Tractor & Machinery

Last of the line

John Deere’s popular 50 Series was introduced in 1986 to replace the company’s wellliked 40 Series models and spanned a wide horsepower bracket, from 38-114hp, offering a tractor of a suitable size for virtually every operation. Built in Europe, the new tractors were heavily based on the outgoing models, but with subtle improvements.

In this buyer’s guide, we concentrate on the most popular tractors as far as the UK and Irish market is concerned and aim to explain why they remain as desirable as they were in they heyday.

Engine

The crux of John Deere’s design was commonality of parts–with all models sharing the same bore and stroke dimensions of 106.5mm and 110mm respectively. This onelitre-per-cylinder displacement, the company said, enabled the John Deere ‘Constant Power’ engine to develop equal power without strain, compared to competitive engines with smaller displacements.

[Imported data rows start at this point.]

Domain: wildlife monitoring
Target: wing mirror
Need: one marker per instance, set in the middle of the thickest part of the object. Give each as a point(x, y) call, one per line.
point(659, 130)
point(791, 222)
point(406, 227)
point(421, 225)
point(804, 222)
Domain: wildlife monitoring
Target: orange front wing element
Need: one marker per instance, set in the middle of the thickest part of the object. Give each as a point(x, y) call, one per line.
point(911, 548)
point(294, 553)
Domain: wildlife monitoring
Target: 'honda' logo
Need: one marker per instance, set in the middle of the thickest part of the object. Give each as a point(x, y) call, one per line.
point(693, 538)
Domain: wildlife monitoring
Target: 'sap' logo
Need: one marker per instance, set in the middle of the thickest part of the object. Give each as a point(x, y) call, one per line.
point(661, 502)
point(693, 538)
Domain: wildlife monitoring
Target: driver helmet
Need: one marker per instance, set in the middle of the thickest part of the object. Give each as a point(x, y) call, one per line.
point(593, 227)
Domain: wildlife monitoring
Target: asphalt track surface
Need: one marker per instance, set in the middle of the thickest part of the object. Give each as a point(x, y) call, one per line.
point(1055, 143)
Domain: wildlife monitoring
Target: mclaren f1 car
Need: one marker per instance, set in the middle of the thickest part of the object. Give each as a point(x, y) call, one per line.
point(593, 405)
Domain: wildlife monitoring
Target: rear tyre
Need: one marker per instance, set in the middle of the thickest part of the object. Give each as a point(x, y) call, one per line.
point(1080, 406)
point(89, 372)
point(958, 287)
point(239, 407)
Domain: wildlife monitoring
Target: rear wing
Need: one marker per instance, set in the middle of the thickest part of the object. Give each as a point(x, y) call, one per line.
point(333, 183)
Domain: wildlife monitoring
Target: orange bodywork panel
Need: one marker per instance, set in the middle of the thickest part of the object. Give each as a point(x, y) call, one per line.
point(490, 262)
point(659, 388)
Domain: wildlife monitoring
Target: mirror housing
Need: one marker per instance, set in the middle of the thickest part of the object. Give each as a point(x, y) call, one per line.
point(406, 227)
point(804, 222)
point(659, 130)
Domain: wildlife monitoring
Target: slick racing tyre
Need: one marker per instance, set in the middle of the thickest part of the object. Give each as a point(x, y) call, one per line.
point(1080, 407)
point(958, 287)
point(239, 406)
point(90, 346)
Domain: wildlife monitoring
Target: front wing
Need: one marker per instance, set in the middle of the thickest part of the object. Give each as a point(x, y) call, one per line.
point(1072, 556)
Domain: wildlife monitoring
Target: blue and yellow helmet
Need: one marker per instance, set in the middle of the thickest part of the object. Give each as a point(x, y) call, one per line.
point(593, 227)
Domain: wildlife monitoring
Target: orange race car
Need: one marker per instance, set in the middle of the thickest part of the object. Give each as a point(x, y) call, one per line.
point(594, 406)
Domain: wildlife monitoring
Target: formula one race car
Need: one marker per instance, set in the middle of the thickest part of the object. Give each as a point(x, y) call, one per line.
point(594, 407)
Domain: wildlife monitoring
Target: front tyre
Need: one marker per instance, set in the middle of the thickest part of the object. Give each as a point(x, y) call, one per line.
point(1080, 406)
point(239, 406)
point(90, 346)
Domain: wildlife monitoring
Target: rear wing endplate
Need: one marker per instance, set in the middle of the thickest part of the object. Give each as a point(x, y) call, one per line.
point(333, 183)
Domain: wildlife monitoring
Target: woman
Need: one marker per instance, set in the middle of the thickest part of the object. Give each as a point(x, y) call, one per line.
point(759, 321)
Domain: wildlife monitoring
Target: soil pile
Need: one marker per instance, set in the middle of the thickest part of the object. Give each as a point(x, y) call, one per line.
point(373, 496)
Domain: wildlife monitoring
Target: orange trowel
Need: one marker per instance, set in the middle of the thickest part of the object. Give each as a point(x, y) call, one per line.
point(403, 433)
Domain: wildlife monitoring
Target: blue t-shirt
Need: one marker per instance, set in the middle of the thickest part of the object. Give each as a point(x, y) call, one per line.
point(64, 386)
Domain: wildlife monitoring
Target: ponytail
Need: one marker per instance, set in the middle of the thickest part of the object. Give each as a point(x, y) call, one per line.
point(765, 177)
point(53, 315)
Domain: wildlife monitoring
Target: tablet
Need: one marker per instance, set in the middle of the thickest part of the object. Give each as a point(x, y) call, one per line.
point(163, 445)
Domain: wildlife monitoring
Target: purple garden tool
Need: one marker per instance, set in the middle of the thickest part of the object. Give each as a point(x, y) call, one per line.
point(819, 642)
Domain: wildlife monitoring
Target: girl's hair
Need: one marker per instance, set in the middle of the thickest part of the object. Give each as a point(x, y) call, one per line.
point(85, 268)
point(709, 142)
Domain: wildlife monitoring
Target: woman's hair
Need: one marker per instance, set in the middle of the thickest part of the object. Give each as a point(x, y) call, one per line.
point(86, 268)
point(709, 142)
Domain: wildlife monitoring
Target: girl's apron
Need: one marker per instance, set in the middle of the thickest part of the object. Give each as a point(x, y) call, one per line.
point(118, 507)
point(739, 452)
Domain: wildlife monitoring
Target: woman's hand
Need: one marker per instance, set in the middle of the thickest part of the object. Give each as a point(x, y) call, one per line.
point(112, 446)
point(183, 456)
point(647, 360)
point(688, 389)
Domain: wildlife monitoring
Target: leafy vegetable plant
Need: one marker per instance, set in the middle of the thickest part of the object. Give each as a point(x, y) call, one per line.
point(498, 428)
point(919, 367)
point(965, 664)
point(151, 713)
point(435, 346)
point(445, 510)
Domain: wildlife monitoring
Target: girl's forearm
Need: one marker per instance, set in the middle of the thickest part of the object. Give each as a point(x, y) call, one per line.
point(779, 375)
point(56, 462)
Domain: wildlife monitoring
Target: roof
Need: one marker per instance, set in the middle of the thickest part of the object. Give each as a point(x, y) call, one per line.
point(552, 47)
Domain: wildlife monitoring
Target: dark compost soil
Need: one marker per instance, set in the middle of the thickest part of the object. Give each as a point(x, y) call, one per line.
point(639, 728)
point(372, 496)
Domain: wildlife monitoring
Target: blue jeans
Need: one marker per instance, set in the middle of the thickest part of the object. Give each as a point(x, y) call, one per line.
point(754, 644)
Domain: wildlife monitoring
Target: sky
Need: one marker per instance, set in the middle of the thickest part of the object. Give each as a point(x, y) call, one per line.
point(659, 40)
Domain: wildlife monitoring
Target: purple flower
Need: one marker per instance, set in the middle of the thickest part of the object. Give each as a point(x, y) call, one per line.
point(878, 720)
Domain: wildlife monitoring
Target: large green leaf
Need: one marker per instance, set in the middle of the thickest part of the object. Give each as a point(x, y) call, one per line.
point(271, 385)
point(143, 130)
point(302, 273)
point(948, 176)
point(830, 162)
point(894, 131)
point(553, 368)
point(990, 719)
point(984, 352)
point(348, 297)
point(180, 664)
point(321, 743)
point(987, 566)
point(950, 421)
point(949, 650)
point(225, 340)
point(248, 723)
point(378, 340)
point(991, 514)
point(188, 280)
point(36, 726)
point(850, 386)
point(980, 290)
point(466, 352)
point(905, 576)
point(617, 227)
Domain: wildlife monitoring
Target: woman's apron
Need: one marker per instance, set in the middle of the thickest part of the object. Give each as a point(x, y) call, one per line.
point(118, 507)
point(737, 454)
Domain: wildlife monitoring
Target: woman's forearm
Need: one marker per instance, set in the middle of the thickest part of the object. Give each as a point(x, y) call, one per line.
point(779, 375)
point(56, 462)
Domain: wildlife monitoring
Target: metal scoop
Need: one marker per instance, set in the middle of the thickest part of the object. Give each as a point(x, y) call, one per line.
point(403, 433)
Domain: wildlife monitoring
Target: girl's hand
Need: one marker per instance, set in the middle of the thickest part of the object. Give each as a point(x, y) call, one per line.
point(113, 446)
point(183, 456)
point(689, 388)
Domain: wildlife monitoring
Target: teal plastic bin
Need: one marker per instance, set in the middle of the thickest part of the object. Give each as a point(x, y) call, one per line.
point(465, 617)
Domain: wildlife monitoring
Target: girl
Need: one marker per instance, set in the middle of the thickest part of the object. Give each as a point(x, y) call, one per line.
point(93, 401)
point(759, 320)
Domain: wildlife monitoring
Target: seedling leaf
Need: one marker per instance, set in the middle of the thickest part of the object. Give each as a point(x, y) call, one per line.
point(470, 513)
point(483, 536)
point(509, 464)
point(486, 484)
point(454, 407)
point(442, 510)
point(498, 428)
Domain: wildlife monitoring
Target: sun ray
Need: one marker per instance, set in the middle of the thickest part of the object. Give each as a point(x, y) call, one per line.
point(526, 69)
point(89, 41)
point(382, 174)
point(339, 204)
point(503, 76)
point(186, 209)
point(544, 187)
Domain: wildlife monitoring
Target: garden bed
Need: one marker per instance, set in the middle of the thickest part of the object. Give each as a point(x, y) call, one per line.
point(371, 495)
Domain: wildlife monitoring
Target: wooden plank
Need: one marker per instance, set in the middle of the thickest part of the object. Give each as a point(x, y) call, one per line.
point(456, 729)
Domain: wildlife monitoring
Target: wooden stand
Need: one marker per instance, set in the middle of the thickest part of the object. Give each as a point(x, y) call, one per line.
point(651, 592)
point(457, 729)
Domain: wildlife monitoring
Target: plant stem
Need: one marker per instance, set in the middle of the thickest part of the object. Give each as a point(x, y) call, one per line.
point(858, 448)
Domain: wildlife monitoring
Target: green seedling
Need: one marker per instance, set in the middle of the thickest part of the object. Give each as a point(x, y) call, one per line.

Rated speed is either 2,300rpm or 2,400rpm which, Deere said, was just one of a number of features that gave the 50 Series engines a telling measure of reliability and life expectancy. The piston speed of 8.4m/s fared well against industry norms of between 9m/s and 11m/s, equating to reduced vibration, quieter operation and a long service life, as well as better fuel economy.

The engines feature wet-sleeve cylinder liners, which are easy to replace and dissipate engine heat into the surrounding coolant, improving engine life. Another interesting feature is piston spray cooling. Filtered oil is sprayed against the underside of each piston in the form of a jet, which cools the cylinder and keeps the pistons and liners lubricated.

Nick Young, Managing Director at John Deere specialist: The European 50 Series tractors were an upgrade on the very successful 40 Series. They are mechanically very similar in that the engines have the same capacity, but the 50 Series have different pistons and a viscous fan that gave improved fuel economy.”